Ignoring it will not make it go away. Sometimes, with rest alone, the pain goes away, but for most, as soon as training resumes, the pain returns. Listen to the warning signs; these are the worrisome niggles that we feel intermittently. Seeking advice from a sports / physio therapist is the right thing to do here. They will be able to advise and treat, helping you get back on track!

2. Know your body: knowing what your weak areas are and thereby avoiding the types of activity that place stress on weakened areas. Ask yourself if your body is strong enough to cope with the demands of your sport? Participating / competing in the sport alone will not get you properly fit for that sport; you need to condition your body using sound training methods to meet the demands your sport will place upon your body.

3. Understand gender-specific physiological issues that give a predisposition to injury;

be aware and take appropriate precautions when you exercise in terms of strength, power, flexibility, etc.

4. Understand effect of fatigue: Training whilst the body is overly fatigued increases the risks of injury and reduces the efficiency of your immune system (your body’s innate ability to fight off infection / viruses). It is better to shorten the training session or rest than to continue with the session as originally planned; listening to your body and adapting your training will allow you to continue training rather than having to take time out to recover from illness / injury further down the line.

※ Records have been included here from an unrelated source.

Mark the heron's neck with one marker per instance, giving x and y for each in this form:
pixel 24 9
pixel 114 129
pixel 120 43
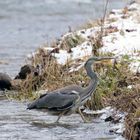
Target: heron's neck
pixel 93 82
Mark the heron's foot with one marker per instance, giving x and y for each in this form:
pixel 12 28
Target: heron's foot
pixel 83 117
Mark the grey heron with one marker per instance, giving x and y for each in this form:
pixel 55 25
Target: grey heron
pixel 67 100
pixel 5 81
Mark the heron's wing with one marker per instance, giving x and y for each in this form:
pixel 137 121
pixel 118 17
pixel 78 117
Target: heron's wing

5. Understand the benefits of rest: It is a misconception that the more you train, the better you will become at your sport. Rest is a critical component of good training; it can make you stronger and prevent the injuries of overuse, fatigue and poor judgement. Training consecutive days, or twice a day, increases the chances of injury, so management of individual sessions, particularly with regard to ‘intensity’, ‘time’ and ‘type’, and where they are positioned within the week, are equally important. Avoid high-intensity sessions back-to-back as they will impede recovery and accelerate fatigue, compromising muscle contraction efficiency.

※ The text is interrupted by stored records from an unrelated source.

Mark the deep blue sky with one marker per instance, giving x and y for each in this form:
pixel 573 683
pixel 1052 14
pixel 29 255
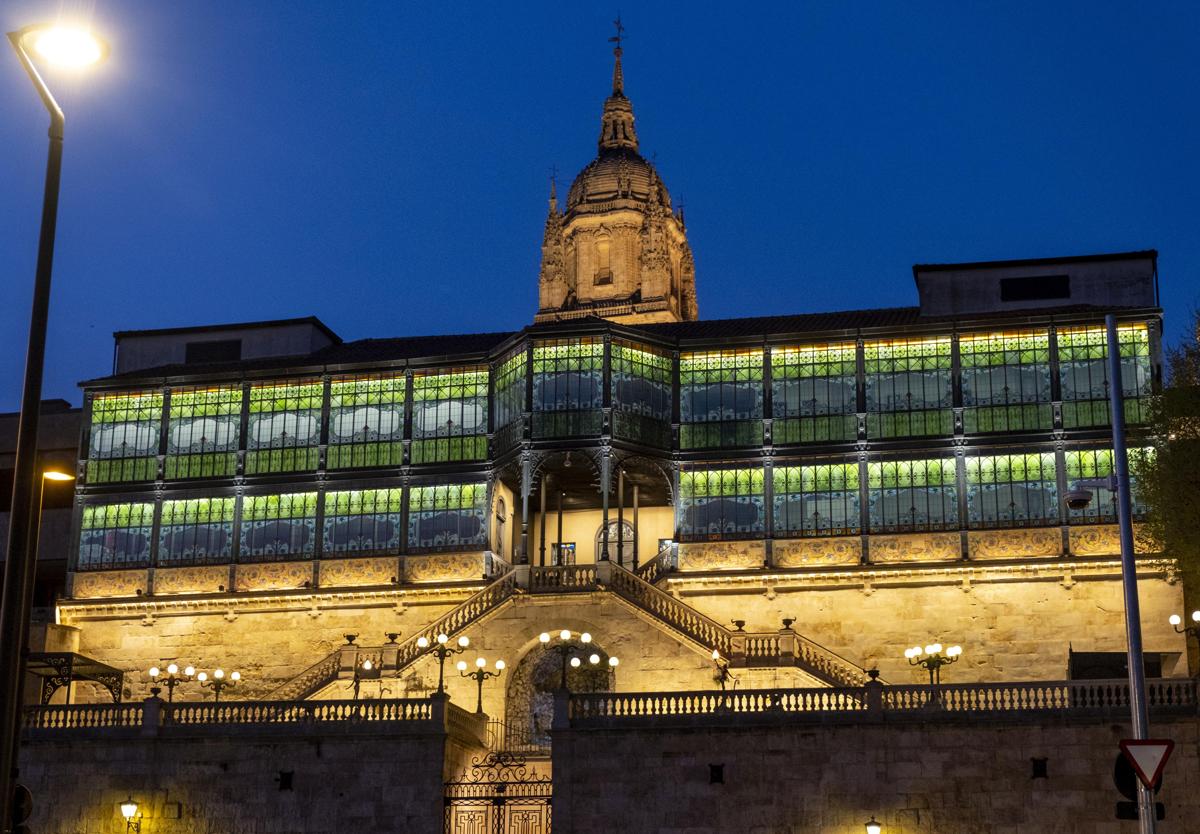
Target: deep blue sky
pixel 383 166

6. Know your sport: Poor technique can lead to injury. Fatigue can promote poor technique. Therefore, training whilst fatigued reinforces poor technique and results in an unproductive training session – this is ‘junk’ mileage.

7. Avoid sudden / extreme changes in terrain: it is better to expose yourself to change in short bouts and build gradually.

8. Manage change of foot wear: break-in new shoes in. Wear them indoors and / or for few hours at a time outdoors (not running initially) so your feet can get used to the change. Then walk, followed by a couple of short runs (5k) to get a better idea how they feel on your feet. If there is no negative change in [foot] feeling, then you are good to go…

9. Avoid making too many simultaneous changes to training:

this could overload your muscles and cause Delayed Onset Muscle Soreness (DOMS) which, without rest, or ‘taking it easy’ until the soreness has dissipated (typically 48-72hrs), could add further stress to already damaged soft tissues, increasing the risk of injury.

Too much simultaneous change will also make it difficult to know which component or components of training change made the beneficial improvements or led to discomfort and / or injury.

10. Seek advice from a coach / personal trainer:

coaches support athletes by ensuring appropriate progression of exercises, training loads, and rest periods. They can provide Individualised training programs designed to allow your muscles to heal properly, minimising the risk of some of the more common types of injury.

11. Warm-up and cool down: Prepare your body and mind for what is to come.

Allowing the body to adjust to stresses gently and progressively enables the body to get the most from training, lessening the chances of injury, particularly during blocks of training when fatigue levels are at their highest. Cooling down by gently decreasing loading helps the body to return to a calm steady state, removing any build up of lactic acid and restoring muscle length by gently stretching the worked muscles.

12. Stick to purpose of the session to achieve your session goals: avoid adding to sessions just because you are feeling especially strong. Successful training is about progression: overloading a particular session may affect the outcome of future sessions and accelerate fatigue levels.